A quick primer on Borderline Personality Disorder (BPD).  A personality disorder is a pervasive and inflexible pattern of behavior that leads to significant repercussions, distress or impairment emotionally, interpersonally, occupationally, etc. (DSM-V).  That doesn’t mean the person with personality disorder thinks there’s a problem: he or she may feel everyone ELSE is out of their minds for complaining so much.  There are a number of different categories of personality disorder (Antisocial and Narcissistic are the two most infamous; see Magnolia [1999] for an example).

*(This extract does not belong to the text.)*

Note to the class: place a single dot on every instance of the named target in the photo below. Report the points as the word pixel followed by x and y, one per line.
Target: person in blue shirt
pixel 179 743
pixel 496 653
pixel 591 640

BPD is different from the former two.  It’s  marked by intense and unstable  interpersonal relationships, often with initial idealization of a new person, followed inevitably by bitter  disillusionment.  People with BPD, according to the DSM-V, “make frantic efforts to avoid real or imagined abandonment.”  I include this quote because it really is a superb description of borderline behavior, a classic.  Persons with BPD also may have a shifting, ever-changing self-identity, marked by constant change in values, goals, vocational plans, even sexual identity. You can also see emotional instability, suicidal gestures, and impulsivity.

Good portrayals of someone with Borderline Personality Disorder in media are hard to find.  I have been disappointed by many of the so-called realistic portrayals of the condition: they emphasize lurid  sociopathic or psychotic behavior over the more subtle–but just as destructive–characteristics of BPD.   While you can see bad behavior and psychotic like symptoms in BPD, more typically the behaviors are less obvious: the chronic feelings of emptiness and loneliness, the rage, the demands.

Margot at the Wedding and Rachel Getting Married (something about weddings….) are two great portrayals of the fallout from BPD.

So in Gone Girl, most of the book is dedicated to progressively more ominous depictions of just this sort of behavior.  I recommend the book for an enthralling mystery read, but even more strongly recommend it as for students of Psychology as a great portrayal of this particular diagnosis.

A bonus: part of the book’s appeal is the He Said-She Said presentation of events.  If you live long enough, you’ll have at least one “Ah-Ha” moment where you realize that events did not occur just as you remember them, maybe even replay the events from another’s perspective. And then near-forgotten details take on new meaning, new significance.  A la “The Sixth Sense.”   It’s disorienting but also humbling. From a neuropsychological perspective, it is fascinating because it reminds one how personality can color and even distort perception and reality–in the healthy!  The characters in Gone Girl don’t have that moment of clarity until it’s far too late.